The final size, now with overviews as well as the original data, is still less that 1/25 the size of the original.

5255C_JPEG_YCBCR_50.tif [26M]

So, to sum up, your best format for image serving is:

Go forth and compress!

What about COG?

Wait, I haven’t mentioned the new kid in imagery serving, the “cloud optimized GeoTIFF”! Maybe that is the answer now and all this stuff is moot?

As always in software, the answer is “it depends”. If you are storing your images online, in a cloud “object store” like AWS S3, or Azure Blob Storage, or Google Cloud Storage, or Cloudfare R2, then using COG as your format makes a lot of sense. The number of native COG clients is growing and COG clients can access the files directly in the cloud storage without downloading, which can be immensely useful.

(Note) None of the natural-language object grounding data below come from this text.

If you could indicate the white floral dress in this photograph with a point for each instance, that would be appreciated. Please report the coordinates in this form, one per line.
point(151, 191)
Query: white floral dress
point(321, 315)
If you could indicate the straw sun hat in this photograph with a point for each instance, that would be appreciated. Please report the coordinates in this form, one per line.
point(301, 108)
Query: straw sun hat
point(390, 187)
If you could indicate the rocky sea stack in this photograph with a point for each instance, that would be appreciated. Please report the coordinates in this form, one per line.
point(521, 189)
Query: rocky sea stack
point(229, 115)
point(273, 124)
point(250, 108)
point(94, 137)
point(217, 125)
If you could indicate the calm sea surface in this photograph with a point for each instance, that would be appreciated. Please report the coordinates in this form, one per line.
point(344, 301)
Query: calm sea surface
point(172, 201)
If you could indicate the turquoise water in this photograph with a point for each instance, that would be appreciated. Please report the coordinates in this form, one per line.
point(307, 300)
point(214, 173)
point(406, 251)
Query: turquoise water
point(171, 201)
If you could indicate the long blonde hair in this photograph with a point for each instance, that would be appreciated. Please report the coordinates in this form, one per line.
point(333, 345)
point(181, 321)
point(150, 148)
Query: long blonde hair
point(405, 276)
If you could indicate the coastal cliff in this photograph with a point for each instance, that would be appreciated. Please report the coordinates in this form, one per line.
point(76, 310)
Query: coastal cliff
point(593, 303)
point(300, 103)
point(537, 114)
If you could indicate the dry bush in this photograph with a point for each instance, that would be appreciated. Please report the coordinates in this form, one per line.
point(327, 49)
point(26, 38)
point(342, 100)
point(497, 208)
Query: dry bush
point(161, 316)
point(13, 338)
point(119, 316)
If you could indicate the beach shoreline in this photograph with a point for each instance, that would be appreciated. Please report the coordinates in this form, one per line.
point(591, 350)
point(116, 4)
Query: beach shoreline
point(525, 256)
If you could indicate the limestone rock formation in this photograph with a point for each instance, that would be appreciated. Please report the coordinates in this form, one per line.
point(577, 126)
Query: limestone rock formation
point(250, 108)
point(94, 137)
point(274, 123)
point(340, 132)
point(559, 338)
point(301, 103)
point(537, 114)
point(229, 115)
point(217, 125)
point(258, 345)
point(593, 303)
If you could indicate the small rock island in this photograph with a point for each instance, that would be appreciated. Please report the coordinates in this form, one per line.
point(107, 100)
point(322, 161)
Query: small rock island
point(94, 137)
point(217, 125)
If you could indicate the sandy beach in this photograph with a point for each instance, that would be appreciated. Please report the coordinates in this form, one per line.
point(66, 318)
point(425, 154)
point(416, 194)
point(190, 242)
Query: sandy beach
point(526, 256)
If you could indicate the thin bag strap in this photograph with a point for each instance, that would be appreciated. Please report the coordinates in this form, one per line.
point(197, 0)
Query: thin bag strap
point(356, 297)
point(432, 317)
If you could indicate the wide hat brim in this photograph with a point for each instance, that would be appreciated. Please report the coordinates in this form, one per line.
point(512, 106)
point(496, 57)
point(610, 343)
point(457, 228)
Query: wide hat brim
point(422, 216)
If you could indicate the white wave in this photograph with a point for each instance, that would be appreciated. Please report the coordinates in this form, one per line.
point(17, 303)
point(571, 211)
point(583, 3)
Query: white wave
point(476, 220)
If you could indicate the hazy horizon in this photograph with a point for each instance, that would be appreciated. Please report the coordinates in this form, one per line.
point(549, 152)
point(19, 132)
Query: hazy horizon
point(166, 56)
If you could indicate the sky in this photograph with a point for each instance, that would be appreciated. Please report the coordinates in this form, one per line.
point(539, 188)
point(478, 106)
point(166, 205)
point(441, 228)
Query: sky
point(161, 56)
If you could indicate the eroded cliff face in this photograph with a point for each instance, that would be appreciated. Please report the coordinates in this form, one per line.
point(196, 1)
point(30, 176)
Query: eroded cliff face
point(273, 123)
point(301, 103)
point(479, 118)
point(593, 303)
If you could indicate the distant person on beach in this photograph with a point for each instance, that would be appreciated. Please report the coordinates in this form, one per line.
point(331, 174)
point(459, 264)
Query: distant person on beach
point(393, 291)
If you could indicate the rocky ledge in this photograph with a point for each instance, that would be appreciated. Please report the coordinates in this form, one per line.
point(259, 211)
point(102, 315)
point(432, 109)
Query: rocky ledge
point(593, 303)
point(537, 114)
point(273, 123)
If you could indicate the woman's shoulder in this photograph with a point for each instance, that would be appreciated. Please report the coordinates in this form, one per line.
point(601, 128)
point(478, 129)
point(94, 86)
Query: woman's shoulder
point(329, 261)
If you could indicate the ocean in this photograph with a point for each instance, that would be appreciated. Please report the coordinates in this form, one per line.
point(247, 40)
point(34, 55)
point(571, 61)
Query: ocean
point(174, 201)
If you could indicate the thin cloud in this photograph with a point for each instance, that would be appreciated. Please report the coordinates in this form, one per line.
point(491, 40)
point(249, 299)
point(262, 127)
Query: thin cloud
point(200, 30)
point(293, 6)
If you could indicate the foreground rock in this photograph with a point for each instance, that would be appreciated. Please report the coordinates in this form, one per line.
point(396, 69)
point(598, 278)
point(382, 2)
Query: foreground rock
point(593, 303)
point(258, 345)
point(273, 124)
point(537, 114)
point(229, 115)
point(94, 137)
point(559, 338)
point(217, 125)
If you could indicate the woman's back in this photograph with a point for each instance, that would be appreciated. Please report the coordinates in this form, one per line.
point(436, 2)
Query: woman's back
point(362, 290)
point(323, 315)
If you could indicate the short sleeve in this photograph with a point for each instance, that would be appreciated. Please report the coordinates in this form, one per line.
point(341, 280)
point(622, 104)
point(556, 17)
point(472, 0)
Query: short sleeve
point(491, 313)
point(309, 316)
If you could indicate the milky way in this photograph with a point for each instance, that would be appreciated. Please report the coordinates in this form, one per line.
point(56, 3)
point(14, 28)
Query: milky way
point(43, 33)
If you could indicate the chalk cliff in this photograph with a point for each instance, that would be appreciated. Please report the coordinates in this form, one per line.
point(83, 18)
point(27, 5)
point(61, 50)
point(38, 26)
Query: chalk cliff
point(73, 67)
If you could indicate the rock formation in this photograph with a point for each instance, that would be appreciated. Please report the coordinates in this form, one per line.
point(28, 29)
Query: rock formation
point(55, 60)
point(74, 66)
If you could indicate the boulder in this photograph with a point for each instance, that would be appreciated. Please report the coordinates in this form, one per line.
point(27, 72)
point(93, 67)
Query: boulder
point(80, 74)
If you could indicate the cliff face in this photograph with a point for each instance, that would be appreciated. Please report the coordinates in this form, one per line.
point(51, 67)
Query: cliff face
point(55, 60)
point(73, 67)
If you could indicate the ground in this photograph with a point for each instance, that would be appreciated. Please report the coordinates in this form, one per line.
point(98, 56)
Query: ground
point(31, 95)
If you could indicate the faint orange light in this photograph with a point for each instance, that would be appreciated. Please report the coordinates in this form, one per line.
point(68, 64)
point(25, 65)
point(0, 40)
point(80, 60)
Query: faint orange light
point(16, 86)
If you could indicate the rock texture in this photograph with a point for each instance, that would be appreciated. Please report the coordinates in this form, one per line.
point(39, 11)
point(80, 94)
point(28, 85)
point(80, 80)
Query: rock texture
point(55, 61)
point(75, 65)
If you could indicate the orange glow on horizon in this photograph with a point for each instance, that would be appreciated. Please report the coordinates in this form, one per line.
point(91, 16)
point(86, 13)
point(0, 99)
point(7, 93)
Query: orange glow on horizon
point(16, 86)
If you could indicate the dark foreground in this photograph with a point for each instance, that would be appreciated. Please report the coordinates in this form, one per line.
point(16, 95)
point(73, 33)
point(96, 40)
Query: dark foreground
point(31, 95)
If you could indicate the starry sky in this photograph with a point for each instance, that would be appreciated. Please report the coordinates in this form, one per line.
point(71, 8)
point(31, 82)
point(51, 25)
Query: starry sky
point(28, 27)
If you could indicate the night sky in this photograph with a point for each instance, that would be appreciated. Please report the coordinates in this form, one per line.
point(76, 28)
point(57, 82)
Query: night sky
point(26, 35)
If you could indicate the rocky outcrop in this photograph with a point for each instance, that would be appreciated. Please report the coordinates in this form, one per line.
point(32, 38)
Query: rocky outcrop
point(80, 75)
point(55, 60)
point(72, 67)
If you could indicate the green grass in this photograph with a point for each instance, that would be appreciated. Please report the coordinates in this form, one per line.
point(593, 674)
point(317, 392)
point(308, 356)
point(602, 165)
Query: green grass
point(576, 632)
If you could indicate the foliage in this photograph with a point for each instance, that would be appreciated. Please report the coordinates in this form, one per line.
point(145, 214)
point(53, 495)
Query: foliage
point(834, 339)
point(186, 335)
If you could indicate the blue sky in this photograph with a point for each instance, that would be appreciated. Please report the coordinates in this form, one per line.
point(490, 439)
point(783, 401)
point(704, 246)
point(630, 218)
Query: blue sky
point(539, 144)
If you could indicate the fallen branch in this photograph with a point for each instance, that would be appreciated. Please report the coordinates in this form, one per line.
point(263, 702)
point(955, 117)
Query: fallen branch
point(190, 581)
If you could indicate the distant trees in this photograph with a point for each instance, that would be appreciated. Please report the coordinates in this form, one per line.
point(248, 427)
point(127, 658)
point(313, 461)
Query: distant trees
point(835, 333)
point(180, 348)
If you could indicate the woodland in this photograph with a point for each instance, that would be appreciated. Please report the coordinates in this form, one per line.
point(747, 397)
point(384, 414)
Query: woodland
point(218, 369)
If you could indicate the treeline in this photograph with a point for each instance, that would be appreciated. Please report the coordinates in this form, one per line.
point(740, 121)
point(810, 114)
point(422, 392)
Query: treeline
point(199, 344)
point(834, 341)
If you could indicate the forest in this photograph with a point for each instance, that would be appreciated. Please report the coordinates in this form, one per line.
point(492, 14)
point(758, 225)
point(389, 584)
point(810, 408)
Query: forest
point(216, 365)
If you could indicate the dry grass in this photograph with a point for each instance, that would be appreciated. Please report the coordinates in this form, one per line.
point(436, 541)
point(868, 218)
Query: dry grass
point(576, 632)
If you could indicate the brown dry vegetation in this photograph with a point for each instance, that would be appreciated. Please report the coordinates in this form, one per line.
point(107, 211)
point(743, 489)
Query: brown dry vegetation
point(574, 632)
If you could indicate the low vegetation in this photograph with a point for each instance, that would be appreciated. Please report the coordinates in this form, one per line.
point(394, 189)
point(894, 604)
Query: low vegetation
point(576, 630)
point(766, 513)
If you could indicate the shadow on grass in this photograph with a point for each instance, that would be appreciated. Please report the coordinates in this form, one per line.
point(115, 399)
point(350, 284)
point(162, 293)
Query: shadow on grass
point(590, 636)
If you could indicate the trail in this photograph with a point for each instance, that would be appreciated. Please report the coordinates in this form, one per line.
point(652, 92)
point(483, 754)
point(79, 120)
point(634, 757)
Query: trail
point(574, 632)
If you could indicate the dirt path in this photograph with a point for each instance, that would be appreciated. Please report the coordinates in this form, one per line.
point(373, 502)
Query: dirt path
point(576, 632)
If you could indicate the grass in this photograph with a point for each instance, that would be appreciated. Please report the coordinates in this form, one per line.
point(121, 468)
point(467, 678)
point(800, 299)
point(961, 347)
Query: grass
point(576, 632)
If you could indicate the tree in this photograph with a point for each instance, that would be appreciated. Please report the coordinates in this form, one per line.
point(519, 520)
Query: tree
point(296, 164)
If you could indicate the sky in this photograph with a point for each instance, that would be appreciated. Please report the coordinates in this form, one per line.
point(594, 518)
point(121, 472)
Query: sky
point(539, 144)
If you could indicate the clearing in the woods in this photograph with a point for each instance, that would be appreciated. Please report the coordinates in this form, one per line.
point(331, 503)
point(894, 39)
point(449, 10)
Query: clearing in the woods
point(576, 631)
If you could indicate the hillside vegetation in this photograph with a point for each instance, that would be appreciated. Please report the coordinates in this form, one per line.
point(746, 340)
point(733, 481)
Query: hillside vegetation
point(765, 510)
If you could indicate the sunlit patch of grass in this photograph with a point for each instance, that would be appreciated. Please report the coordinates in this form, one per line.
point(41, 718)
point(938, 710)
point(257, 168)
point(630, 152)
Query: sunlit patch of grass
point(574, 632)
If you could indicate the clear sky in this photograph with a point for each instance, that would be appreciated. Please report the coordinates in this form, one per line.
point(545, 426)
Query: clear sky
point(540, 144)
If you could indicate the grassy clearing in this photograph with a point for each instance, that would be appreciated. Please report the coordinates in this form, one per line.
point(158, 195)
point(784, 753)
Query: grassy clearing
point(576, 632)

To generate COG files with GDAL, use the new COG driver instead of the GeoTIFF driver. An equivalent GDAL COG-generating command to the final conversion in this post looks like this:

gdal_translate \
  -of COG \
  -co QUALITY=50 \
  5255C.tif 5255C_COG.tif

All the fancy stuff from above about tiling and overviews and YCBCR photometric spaces is automatically included in the GDAL COG output driver, so the command is a lot simpler.

5255C_COG.tif [25M]

And the output is still very efficiently compressed!

The COG file has all the same features as the basic GeoTIFF (efficient JPEG, tiling, overviews) and it has some extra metadata to make it easier and faster for native COG clients to read data from it, so there’s no reason not to always use the COG option, if your version of GDAL supports it.